A prova aplicada pelo Governo Federal oferece a oportunidade de obter o certificado do ensino fundamental ou médio, para aquelas pessoas que não conseguiram se formar. Mariana foi aprovada, mesmo tendo que levar Alice para fazer a prova com ela. Em 2020, ela conseguiu entrar numa Faculdade, mas teve que abandonar para cuidar da filha. Neste ano, após conseguir uma bolsa através do Fundo de Financiamento ao Estudante do Ensino Superior (Fies), ela ingressou no curso superior de Odontologia.

Sem escola

No Brasil, a maioria das meninas que são mães entre 15 e 16 anos está fora da escola.

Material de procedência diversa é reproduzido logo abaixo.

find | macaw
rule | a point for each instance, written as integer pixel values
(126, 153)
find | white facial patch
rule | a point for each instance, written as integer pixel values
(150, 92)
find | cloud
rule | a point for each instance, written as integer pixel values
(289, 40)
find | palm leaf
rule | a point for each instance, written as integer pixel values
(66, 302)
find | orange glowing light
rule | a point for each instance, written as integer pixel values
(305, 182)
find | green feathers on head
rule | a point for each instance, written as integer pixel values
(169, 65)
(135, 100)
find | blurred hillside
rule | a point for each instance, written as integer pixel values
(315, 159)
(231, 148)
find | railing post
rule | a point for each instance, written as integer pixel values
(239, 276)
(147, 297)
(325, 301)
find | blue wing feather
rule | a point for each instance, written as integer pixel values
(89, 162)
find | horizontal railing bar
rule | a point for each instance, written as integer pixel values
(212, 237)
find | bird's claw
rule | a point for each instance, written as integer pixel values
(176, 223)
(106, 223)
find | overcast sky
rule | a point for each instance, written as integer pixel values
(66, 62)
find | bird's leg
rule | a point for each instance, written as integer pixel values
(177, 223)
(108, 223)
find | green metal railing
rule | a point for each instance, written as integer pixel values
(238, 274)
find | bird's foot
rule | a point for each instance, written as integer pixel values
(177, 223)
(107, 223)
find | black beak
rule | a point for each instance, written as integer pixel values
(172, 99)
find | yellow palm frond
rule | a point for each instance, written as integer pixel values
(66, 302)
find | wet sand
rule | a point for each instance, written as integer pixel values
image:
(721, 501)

Essa parcela tem 60 vezes menos chances de estar na instituição do que outra da mesma idade que ainda não se tornou mãe, segundo o Censo Demográfico de 2010 do IBGE. Essa experiência foi vivenciada pela Estefany Nunes, que engravidou aos 15. A mãe dela, a doméstica Gleuciane Nunes, relata. "Foi muito difícil. Ela era uma menina estudiosa que nunca tinha me dado trabalho".

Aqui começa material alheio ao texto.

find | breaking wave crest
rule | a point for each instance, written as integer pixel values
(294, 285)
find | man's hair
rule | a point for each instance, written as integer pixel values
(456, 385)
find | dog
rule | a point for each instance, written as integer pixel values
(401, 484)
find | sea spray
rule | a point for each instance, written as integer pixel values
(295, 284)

A jovem que gostava de estudar teve uma gravidez de risco, situação comum entre jovens nessa condição segundo a ginecologista e obstetra, Mayna Moura. "Complicações na gestação e parto são a segunda maior causa de mortalidade entre meninas entre 15 e 19 anos. Além disso, a gestação na adolescência está associada a maiores riscos de partos prematuros, de recém-nascidos com baixo peso, de eclâmpsia, de transtornos mentais (como a depressão) e de morte devido a complicações decorrentes de abortos inseguros ou da gravidez e do parto", afirma a especialista.

Destino

Segundo a médica Maria Tereza Dias, muitas jovens entendem que já estavam destinadas a essa situação com "a maioria das adolescentes aceita a condição, pois é como se fosse um papel já escrito para ela. Aceitando de forma passiva, pois é uma realidade que já é conhecida na família".

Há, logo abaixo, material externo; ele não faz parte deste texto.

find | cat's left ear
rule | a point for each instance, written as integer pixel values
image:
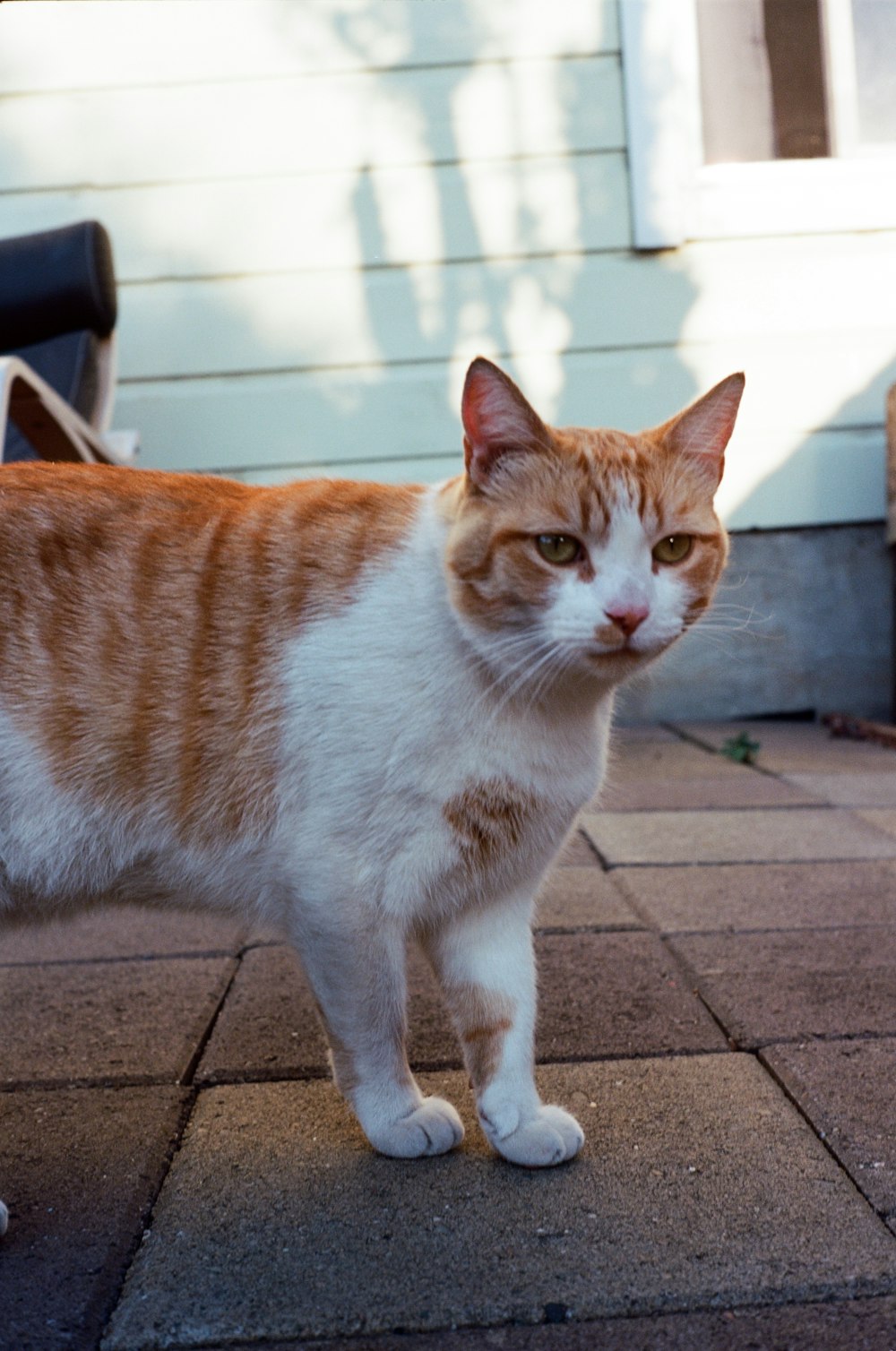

A jovem Melissa Vasconcelos, de 17 anos, teve sua filha recentemente, no dia três de fevereiro. Ela confessa que precisou "amadurecer muito rápido" quando soube aos 16 que seria mãe.

"Eu mudei bastante, tive que ter responsabilidade e dar prioridade a outras coisas. Tem um ser humano dependendo de mim, e não posso mais fazer o que eu tenho vontade. Eu era uma pessoa bem irresponsável, até porque eu era adolescente, é normal, mas agora tenho que fazer tudo pensando nela, para que ela seja uma criança saudável", explica.

Educação sexual

Segundo a ginecologista Mayna Moura, um dos principais fatores da gravidez precoce é a falta de educação sexual. De acordo com uma pesquisa feita com 23.894 mulheres após o parto, 66% das gestações que ocorrem na adolescência são não intencionais, o que significa que a cada 10 adolescentes que engravidam, 7 referem ter sido "sem querer". Essa foi a realidade de Mariana, que relatou ter engravidade por um "descuido". Para ela, "o governo deveria ser investido mais em educação sexual, o que ainda é visto como tabu", reclama.

A Sesa foi procurada para informar dados de abandono de escolas em decorrência da gravidez precoce. No entanto, a secretaria informou que não tinha essa contabilização, mas uma pesquisa nesse sentido seria iniciada pelo órgão.